The purpose of this notebook is to demonstrate how to train and predict a simple Neural Network used in this project. First, we will demonstrate the basic code, and then reproduce the results using a custom class `MLP` to make the code consistent for multiple models.

## Model Description

## Setup

In [None]:
import sys
sys.path.append('../src')
import pandas as pd
import numpy as np
import xgboost as xg
import tensorflow as tf
from tensorflow.keras.models import Sequential
from tensorflow.keras.layers import Dense
from sklearn.metrics import mean_squared_error
import yaml
import matplotlib.pyplot as plt
# Local modules
from fmda_models import MLP
import reproducibility
from data_funcs import train_test_split_spacetime
from metrics import ros, rmse

## Read and Split Data

In [None]:
df = pd.read_pickle("../data/raws_df.pkl")
df = df.dropna(subset=['fm'])

In [None]:
# Set seed for reproducibility
reproducibility.set_seed(123)

# Create Data
X_train, X_test, y_train, y_test = train_test_split_spacetime(df[(df.index.month == 1)], test_days=2)

In [None]:
# Subset columns
X_train = X_train[["Ed", "Ew"]]
X_test = X_test[["Ed", "Ew"]]

## Manually Code MLP

In [None]:
reproducibility.set_seed(123)

In [None]:
params = {
    'hidden_units': 10,
    'activation': 'relu',
    'optimizer': 'adam',
    'epochs': 10,
    'batch_size': 32,
    'validation_split': 0.2,
    'dropout': 0.2,
    'learning_rate': 0.001  
}

In [None]:
model = tf.keras.Sequential([
    tf.keras.layers.Dense(params['hidden_units'], activation=params['activation'], input_shape=(X_train.shape[1],)),
    tf.keras.layers.Dropout(params['dropout']),  # Dropout layer
    tf.keras.layers.Dense(1)  # Output layer with a single neuron for regression
])
optimizer = tf.keras.optimizers.Adam(learning_rate=params['learning_rate'])
model.compile(optimizer=optimizer, loss='mean_squared_error')

In [None]:
history = model.fit(X_train, y_train, epochs=params['epochs'], 
          batch_size=params['batch_size'], 
          validation_split=params['validation_split']
         )

In [None]:
plt.plot(history.history['loss'])
plt.plot(history.history['val_loss'])
plt.title('model loss')
plt.ylabel('loss')
plt.xlabel('epoch')
plt.legend(['train', 'val'], loc='upper left')
plt.show()

In [None]:
fitted = model.predict(X_train)
preds = model.predict(X_test)

In [None]:
# Calculate RMSE for the training data
rmse_train = np.sqrt(mean_squared_error(y_train, fitted))
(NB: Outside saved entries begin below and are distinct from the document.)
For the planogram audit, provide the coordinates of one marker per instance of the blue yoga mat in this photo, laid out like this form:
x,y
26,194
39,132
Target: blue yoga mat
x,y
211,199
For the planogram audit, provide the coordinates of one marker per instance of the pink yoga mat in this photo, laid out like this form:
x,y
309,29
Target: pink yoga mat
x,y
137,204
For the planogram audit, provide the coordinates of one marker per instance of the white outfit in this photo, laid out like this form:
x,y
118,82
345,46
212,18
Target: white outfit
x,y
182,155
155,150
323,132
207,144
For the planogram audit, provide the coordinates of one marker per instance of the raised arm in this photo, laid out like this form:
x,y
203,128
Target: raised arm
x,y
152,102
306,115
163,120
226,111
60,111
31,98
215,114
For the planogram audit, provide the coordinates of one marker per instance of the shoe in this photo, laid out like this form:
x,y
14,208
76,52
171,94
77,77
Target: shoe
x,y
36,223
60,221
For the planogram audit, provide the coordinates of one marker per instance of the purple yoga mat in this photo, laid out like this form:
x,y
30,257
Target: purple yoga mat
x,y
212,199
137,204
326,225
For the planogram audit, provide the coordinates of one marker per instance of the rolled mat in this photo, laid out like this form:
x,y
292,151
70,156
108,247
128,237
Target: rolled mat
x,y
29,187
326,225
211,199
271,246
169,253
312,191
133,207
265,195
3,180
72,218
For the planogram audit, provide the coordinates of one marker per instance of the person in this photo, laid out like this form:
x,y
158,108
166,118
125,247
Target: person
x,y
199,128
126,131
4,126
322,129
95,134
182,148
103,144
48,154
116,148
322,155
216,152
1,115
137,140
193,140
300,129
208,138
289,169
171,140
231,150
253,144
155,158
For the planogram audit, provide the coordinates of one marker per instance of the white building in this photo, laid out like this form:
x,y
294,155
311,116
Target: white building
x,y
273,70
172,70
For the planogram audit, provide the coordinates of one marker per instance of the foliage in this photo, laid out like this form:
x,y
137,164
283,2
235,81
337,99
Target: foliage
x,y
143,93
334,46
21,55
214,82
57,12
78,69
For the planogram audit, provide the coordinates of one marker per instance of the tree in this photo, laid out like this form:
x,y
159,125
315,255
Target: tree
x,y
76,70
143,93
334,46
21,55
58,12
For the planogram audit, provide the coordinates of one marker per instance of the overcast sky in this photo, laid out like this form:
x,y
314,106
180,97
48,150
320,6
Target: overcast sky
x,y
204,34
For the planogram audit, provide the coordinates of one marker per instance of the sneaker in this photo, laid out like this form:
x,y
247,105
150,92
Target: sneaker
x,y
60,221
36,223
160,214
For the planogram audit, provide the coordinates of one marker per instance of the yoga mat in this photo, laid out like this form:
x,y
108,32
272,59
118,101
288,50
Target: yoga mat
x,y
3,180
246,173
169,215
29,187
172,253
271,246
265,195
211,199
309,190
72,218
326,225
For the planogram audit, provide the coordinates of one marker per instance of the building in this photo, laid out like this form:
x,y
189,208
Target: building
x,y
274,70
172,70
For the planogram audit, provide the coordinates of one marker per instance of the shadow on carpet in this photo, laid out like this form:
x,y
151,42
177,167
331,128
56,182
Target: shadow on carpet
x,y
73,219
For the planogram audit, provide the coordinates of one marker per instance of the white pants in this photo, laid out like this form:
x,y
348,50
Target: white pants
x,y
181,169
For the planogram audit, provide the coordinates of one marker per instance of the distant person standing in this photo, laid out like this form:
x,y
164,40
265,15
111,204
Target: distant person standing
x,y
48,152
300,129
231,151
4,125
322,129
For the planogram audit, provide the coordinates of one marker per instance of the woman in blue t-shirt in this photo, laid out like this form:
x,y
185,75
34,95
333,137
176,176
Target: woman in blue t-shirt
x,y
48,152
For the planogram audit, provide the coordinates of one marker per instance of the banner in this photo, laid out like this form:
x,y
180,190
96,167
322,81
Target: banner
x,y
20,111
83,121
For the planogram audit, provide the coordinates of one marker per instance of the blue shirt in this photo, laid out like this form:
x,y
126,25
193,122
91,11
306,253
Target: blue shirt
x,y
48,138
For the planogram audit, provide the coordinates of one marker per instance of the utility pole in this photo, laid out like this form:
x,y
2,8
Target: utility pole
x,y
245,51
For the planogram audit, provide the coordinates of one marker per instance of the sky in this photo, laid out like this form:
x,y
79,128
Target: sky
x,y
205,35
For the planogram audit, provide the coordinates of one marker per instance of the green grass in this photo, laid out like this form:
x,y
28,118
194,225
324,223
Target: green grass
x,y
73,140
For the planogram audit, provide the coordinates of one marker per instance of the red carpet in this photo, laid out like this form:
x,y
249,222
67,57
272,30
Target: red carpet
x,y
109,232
# Calculate RMSE for the test data
rmse_test = np.sqrt(mean_squared_error(y_test, preds))

# Calculate RMSE for ROS oftest data
rmse_ros = np.sqrt(mean_squared_error(ros(y_test), ros(preds)))

print("RMSE for training data:", rmse_train)
print("RMSE for test data:", rmse_test)
print("RMSE for ROS test data:", rmse_ros)

## Reproduce using MLP Class

In [None]:
with open('params.yaml', 'r') as file:
    all_params = yaml.safe_load(file)

params = all_params["mlp"]
params["input_dim"] = X_train.shape[1] # Define Input shape based on X_train
params

In [None]:
reproducibility.set_seed(123)

mlp = MLP(params)
mlp.fit(X_train, y_train, plot=True)

fitted = mlp.predict(X_train)
preds = mlp.predict(X_test)

In [None]:
mlp.eval(X_test, y_test)

In [None]:
# Calculate RMSE for the training data
rmse_train = np.sqrt(mean_squared_error(y_train, fitted))

# Calculate RMSE for the test data
rmse_test = np.sqrt(mean_squared_error(y_test, preds))

# Calculate RMSE for ROS oftest data
rmse_ros = np.sqrt(mean_squared_error(ros(y_test), ros(preds)))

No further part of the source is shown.